Regional Greenhouse Gas Initiative (RGGI)
Derived from sale of carbon emission allowances as set forth in 6 NYCRR Part 242 and 21 NYCRR Part 507. The amount of revenues available is dependent on the variable auction prices for the allowances. Per requirements in 21 NYCRR 507, RGGI funds are used to advance energy efficiency, renewable energy, and carbon abatement projects in New York State.
Includes sources provided by various sponsors used for specific purposes. Public funds are leveraged considerably with private sector funding through NYSERDA programs.
For the first time that I have been able to find, the State admits how much some of this might cost. The NYSERDA Strategic Outlook Anticipated Commitments (April 1, 2020 – March 31, 2023) table states that the total 3-year investment level cost is $14,255,988,000. Importantly, this is not the entire cost just the cost of the State’s programs to fill critical gaps and address the needs of the market.
The Clean Energy Fund is the largest source of funding. It is “derived from an assessment on retail sales of electricity by State utilities” which means that the ratepayers are on the hook for the $4.75 billion annual costs. If all that funding were new charges to the utility bills and my guesses how it should be apportioned, then the average cost per residential customer is on the order of $200 per month for electricity and $200 for gas. The state should provide that number but note the utility companies have been forbidden to show those numbers in their bills. Make no mistake however, increases in utility rate cases undoubtedly include these added costs.
Although NYSERDA claims that they invest these funds in a fiscally responsible manner that maximizes benefits to New Yorkers their results to date do not auger well for the cost to implement the CLCPA. The State has started to do the scoping study to determine how to meet the emission reduction targets, but that won’t be available for three years. In the meantime, I have evaluated the cost effectiveness of New York’s CO2 investments using the New York Clean Energy Dashboard and NYSERDA’s RGGI-Funded Programs Status Report – Semiannual Report through December 31, 2018. As shown on the table of anticipated commitments I expect that the CO2 reduction benefit will only be 44,669,559 tons based on the results of those programs to date. More importantly, there are few indications that these investments will be fiscally responsible because most investment programs described in the investment reports do not meet the social cost of carbon cost effectiveness threshold.

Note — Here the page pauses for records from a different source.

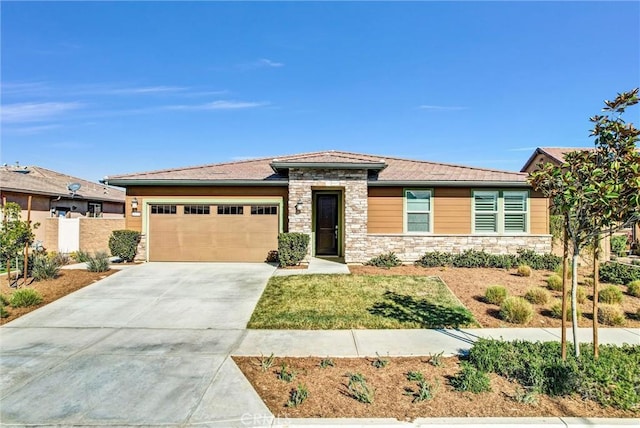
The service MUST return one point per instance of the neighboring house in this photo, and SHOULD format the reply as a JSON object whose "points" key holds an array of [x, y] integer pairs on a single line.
{"points": [[55, 195], [354, 206], [555, 155]]}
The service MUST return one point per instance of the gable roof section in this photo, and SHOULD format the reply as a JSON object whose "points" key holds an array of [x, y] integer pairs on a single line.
{"points": [[41, 181], [555, 154], [392, 171]]}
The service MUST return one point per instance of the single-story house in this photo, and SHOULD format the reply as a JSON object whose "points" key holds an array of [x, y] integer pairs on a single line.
{"points": [[57, 195], [354, 206]]}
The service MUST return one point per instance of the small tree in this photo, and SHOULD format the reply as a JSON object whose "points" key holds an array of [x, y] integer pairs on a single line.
{"points": [[16, 234], [596, 190]]}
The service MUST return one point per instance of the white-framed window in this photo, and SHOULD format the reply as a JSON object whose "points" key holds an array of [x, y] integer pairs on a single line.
{"points": [[497, 211], [417, 213], [515, 211]]}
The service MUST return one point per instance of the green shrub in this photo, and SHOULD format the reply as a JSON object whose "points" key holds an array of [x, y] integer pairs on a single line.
{"points": [[98, 263], [124, 243], [524, 270], [617, 273], [495, 294], [292, 248], [482, 259], [556, 310], [633, 288], [44, 268], [537, 296], [610, 315], [386, 261], [25, 297], [619, 245], [80, 256], [537, 261], [539, 366], [516, 310], [469, 378], [554, 282], [297, 396], [610, 295], [434, 259]]}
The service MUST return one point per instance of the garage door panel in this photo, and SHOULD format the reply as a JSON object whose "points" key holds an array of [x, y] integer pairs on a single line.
{"points": [[212, 237]]}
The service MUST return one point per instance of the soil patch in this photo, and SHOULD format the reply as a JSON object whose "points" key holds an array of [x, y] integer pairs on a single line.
{"points": [[469, 286], [68, 281], [393, 397]]}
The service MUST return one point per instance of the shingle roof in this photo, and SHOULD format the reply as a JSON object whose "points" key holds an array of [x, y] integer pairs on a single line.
{"points": [[259, 170], [42, 181]]}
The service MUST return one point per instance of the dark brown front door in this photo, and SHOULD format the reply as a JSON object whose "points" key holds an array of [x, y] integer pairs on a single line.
{"points": [[327, 225]]}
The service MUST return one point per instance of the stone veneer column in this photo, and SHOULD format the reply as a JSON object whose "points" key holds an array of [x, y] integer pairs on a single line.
{"points": [[354, 185]]}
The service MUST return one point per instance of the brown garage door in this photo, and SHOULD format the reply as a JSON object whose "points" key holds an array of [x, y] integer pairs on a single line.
{"points": [[212, 233]]}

One last item of note is that the priority initiative for energy storage is funded at just under $160 million. In my table I did not claim any expected reduction in CO2 emissions because energy storage does not directly displace fossil fuel emissions. On the other hand, energy storage is absolutely needed to backup renewable wind and solar when the wind does not blow at night. When someone claims that wind and solar costs are comparable to a new gas-fired power plant they ignore the added costs necessary to get power to your home whenever you need it. That requires energy storage and those costs will be enormous. In particular, for the period 2040 to 2050 I found the energy storage necessary to cover the wind and solar deficit when the wind was not blowing at night for the example period of January 3-4 2018 was a staggering $176.3 billion.
 The Social Cost of Carbon is supposed to represent the future cost impact to society of a ton of CO2 emitted today. Therefore, it is entirely fair to use it as a metric to determine if the investments made from carbon pricing income are cost effectively reducing CO2. I believe New York will base their carbon pricing on a $50 global social cost of carbon at a 3% discount rate so that is the cost benefit effectiveness threshold metric I use.